I
I joined my partner in Toronto at the beginning of winter, when there weren’t a lot of activities for someone coming from a warm climate. It was difficult to make new friends, explore places, or do my favourite activity: cycling. My fingers froze over multiple times as I accumulated gloves with varying promises of protection while cycling. I tried to stay active with my partner: we used our home gym, we went on long walks, and as soon as we cracked our first few friendships, we basked in the opportunity to have familiar people to jolly with. Our friends are really kind people who share many of our values. It might seem mundane, but finding someone to play FIFA (now EAFC) with is a thing of joy. I don’t know why people still play PES.
When I was an undergraduate, I volunteered a lot and that allowed me to travel to different parts of Nigeria, meet people across different social classes, do things for people I may never meet again, and find joy in community. Even as I have lived across multiple cities in the past few years, I have learned to always find communities that fill my life with joy and satisfaction. Like missing the sun when it starts to snow, a hole grew in my heart for the noise of a community of which I belonged, after moving to Toronto. I did not want to be defeated by the isolation and loneliness that many newcomers complain of, so I promised myself to fight pretty hard to meet people, make more friends, and be part of communities again.
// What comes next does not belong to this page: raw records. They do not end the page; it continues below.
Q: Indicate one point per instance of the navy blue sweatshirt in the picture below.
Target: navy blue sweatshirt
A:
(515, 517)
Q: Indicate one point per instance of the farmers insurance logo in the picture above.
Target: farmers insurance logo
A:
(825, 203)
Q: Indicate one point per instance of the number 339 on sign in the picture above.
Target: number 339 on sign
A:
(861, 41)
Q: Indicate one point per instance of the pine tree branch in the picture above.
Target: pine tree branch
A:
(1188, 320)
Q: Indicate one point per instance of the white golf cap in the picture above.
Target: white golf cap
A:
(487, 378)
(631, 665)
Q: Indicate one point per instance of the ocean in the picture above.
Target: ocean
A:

About three months after my relocation, I saw a shout-out — on a local newsroom’s newsletter — to an organisation that had cyclists volunteering to pick up food and other resources from food banks and other places and people giving out stuff to be delivered to the homes of those who needed them but who couldn’t go and get them on their own. I signed up because it combined my favourite activity with my curiosity for people and places.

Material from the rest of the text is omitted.